Climate change to be on the financial institutions’ risk management policy, proposes Brazilian Central Bank
Climate change poses risks to the financial sector, whether this is due to the threat of natural disasters or to the uncertainties surrounding the energy transition. The Brazilian Central Bank is now proposing that financial institutions include these dimensions into their Risk Appetite Statement.
The Central Bank of Brazil opened on April 7 a public consultation on a new regulation to improve how financial institutions manage risks associated with climate change, in addition to environmental and social impacts.
While environmental risk stems from the direct effects of human action on the environment, climate risk originates from extreme situations associated with global warming and the disruptive economic effects triggered by the transition to a low carbon economy.
The objective of the changes proposed by the Central Bank is to advance the BC# Sustainability strategic agenda in the National Financial System, aiming at the effectiveness of corporate responsibility policies associated with the social and environmental dimension.
The new rules do not prevent any kind of investment, nor do they oblige financial institutions to adopt specific environmental and social criteria (the letters E and S in the ESG acronym) in their operations. However, the Central Bank and the regulated institutions themselves will gain a more complete visibility over how climate change may affect the national financial system in the short, medium and long term.
The consultation will be available for public review for two months.
Climate change to gain prominence in financial risk management
The regulation proposed by the Central Bank redefines the requirements for risk management and mitigation for all segments of regulated institutions. What was previously treated in the Central Bank’s regulations as an ill-defined set of “socio-environmental risks” gains a new design.
The institutions will have to detail to the Central Bank, in addition to credit, operational, liquidity and other applicable risks, the new three specific categories:
Social risk: losses arising, directly or indirectly, from “events associated with practices of violation of fundamental rights and guarantees or acts harmful to collective interests”.
Environmental risk: losses associated with environmental degradation events and natural disasters caused by human action.
- physical climate risk: possibility of financial losses to the institution caused by extreme environmental conditions, such as droughts, hurricanes, floods and wildfires.
- transition climate risk: possibility of losses to the institution resulting from the process of transition to a low carbon economy, with reduction or compensation of CO2 emissions.
Definition of climate risk for financial institutions according to the Central Bank
The text advanced by the Central Bank includes several items that institutions should monitor within the climate risk category under the new regulation. One example of transition risk is the devaluation of assets based on highly polluting activities, such as the oil and derivatives market and agricultural commodities associated with deforestation.
Another kind of risk arises from the possibility of changes in legislation or governmental action affecting the institution’s business, including taxation or prohibition of certain activities identified with high levels of pollution.
The Central Bank definition also includes among the transition climate risk events the negative perception of the financial market or the general public about the institution’s performance in the transition to a low carbon economy.

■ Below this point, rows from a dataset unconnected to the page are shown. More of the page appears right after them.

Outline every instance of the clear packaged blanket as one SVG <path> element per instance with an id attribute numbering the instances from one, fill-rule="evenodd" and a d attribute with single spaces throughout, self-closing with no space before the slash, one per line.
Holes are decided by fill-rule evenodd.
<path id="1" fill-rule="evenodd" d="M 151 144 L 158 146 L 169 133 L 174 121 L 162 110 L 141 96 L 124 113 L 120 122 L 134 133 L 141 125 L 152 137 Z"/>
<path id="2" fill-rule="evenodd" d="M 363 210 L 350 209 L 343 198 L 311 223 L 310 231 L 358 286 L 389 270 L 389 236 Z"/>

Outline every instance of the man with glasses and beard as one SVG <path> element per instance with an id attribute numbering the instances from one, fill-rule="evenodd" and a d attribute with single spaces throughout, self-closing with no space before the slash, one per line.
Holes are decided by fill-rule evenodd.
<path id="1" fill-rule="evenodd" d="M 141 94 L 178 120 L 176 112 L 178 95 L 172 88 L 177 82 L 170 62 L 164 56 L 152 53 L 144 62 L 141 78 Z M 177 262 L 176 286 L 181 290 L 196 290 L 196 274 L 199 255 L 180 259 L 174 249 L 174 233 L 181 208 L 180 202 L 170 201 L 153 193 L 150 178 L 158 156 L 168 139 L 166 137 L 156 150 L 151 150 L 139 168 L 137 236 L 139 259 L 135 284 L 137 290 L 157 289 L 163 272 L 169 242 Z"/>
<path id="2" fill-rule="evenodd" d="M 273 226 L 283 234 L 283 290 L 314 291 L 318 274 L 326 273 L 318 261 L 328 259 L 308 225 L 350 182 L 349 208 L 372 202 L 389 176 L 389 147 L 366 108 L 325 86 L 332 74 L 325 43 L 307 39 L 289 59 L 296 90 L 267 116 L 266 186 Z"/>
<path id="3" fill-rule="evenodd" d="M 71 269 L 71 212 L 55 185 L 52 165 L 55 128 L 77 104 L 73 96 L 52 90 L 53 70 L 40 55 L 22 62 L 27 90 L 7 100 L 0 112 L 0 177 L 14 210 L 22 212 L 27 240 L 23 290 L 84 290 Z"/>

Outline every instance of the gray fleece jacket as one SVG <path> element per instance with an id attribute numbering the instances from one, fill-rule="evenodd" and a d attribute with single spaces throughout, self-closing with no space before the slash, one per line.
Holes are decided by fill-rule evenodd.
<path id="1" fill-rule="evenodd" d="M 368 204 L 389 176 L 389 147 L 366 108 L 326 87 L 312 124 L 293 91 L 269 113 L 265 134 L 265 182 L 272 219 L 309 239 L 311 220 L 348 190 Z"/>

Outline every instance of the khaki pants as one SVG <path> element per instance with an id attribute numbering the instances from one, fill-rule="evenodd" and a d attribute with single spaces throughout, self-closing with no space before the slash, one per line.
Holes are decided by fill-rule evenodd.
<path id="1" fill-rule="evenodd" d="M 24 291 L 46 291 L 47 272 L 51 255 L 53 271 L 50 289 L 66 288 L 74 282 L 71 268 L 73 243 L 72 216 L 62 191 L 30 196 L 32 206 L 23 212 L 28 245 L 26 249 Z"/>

The proposed norm also reinforces the need for the risk management structure to identify and monitor the evolution of variables that can affect each risk category separately and the possible interconnections between all kinds of risks.
The Social, Environmental and Climate Responsibility Policy
The Central Bank is also consulting on replacing the rules for financial institutions’ Socio-Environmental Responsibility Policy, in place since 2014, with the Social, Environmental and Climate Responsibility Policy.

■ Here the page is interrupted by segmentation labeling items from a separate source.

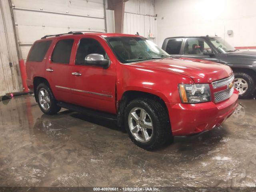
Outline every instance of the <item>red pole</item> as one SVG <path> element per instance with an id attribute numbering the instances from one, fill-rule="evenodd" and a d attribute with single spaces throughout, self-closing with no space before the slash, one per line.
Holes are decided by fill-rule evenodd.
<path id="1" fill-rule="evenodd" d="M 20 70 L 21 80 L 22 82 L 22 89 L 23 92 L 28 92 L 29 90 L 28 89 L 28 85 L 26 81 L 26 79 L 27 78 L 27 73 L 26 71 L 24 60 L 23 59 L 19 60 L 19 66 L 20 66 Z"/>

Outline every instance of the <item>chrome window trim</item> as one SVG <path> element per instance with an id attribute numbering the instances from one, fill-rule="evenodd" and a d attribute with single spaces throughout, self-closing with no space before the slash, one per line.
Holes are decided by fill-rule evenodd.
<path id="1" fill-rule="evenodd" d="M 234 74 L 231 76 L 225 78 L 225 79 L 218 80 L 217 81 L 214 81 L 212 83 L 212 87 L 214 89 L 216 89 L 218 87 L 222 87 L 225 85 L 228 85 L 231 82 L 233 82 L 234 79 Z"/>
<path id="2" fill-rule="evenodd" d="M 110 98 L 112 98 L 113 97 L 113 96 L 110 95 L 106 95 L 106 94 L 102 94 L 102 93 L 96 93 L 95 92 L 91 92 L 90 91 L 84 91 L 84 90 L 80 90 L 79 89 L 72 89 L 72 88 L 69 88 L 68 87 L 62 87 L 62 86 L 59 86 L 58 85 L 56 85 L 55 87 L 57 88 L 60 88 L 62 89 L 67 89 L 68 90 L 71 90 L 74 91 L 77 91 L 78 92 L 81 92 L 82 93 L 93 94 L 94 95 L 99 95 L 100 96 L 103 96 L 107 97 L 110 97 Z"/>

The change includes the new climate change dimension, which was not present in the 2014 text, and also enhances governance requirements to increase the effectiveness of the policies, which are defined by the institutions themselves according to their business model and exposure to environmental, social and climate risks.

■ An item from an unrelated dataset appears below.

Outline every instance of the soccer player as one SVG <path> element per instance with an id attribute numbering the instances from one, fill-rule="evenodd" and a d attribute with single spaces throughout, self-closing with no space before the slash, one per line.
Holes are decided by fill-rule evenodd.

Anbima‘s mapping shows that the adoption of social and environmental sustainability criteria by the financial sector in Brazil is still timid. However, a survey conducted by the banks’ association Febraban showed that the social and environmental responsibility of companies is considered very important by Brazilians, especially young people.
Source: Radar FEBRABAN, March 2021.
The recovery from the economic crisis in the post-pandemic is seen as an opportunity to rediscuss practices towards sustainability.
“The triad ‘social, environmental and climate’, which was already of concern to society, gained even more relevance with the Covid-19 pandemic, in the face of the expectation that economic recovery will be sustainable and inclusive, considering the acceleration of new technologies and changes in global value chains” says the Central Bank.